Sunday, March 14, 2010

Birds Recyle Too!

Birds are exemplary recyclers--these bushtits are gleaning mossy bits from a tattered bushtit nest of yesteryear, presumably for this year's nest. (Or perhaps they were merely insect hunting.) Any keen bushtit watcher can recognize this type of nest, whether it's in just-woven condition (looking very much like a tatty, discarded gym sock that has never seen a spin cycle) or in tattered shreds (as these fragments are) flailing from a tree.

Our avian friends offer an efficient approach to home-building; they do not manufacture anything to build their nests; instead they cull and transform existing objects to build their broody homes.
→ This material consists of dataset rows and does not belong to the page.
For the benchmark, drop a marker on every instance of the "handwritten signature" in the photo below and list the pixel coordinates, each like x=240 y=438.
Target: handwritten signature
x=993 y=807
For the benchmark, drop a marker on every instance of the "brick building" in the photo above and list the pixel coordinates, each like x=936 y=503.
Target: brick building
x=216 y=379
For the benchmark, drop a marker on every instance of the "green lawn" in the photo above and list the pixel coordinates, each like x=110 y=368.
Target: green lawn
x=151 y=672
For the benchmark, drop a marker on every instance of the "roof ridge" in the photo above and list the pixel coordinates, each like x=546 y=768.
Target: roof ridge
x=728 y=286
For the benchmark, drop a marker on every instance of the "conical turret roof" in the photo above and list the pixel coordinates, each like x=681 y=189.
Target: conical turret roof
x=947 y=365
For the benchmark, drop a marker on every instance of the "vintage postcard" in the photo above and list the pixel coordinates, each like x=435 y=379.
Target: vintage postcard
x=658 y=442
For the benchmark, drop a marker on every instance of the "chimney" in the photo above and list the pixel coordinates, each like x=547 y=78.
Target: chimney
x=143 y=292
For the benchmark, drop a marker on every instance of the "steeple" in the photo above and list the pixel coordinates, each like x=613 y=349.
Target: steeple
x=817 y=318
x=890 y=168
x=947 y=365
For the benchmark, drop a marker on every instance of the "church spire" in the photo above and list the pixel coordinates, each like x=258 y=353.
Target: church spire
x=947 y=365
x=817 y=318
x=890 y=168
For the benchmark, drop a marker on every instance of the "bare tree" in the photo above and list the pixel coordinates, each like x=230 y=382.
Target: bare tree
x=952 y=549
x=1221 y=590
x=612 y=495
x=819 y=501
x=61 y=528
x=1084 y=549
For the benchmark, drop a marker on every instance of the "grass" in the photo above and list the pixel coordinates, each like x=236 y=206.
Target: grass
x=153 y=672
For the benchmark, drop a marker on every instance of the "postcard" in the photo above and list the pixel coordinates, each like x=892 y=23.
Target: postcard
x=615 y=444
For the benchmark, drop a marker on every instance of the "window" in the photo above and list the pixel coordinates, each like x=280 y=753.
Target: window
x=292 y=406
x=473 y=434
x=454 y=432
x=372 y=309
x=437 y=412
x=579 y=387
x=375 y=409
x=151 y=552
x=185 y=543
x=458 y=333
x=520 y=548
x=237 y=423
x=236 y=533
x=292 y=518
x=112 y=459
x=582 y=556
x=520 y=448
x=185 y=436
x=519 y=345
In fact, many birds collect the feathers of other birds of species other than their own. In other words, you can find russety robin feathers, for example, in a bushtit nest. We sleep on feather down pillows, cossetted in feather down duvets, as do birds in their own way.

1 comment:

  1. Not a bird, but I once watched a mother squirrel gather bits of a bright blue blanket that a neighbor had tossed into their yard. Later that spring, a June storm dislodged the nest from the Douglas fir in my front yard (along with the baby squirrels) and there were the blanket shreds, strewn amongst the vinca and impossible blackberry vines.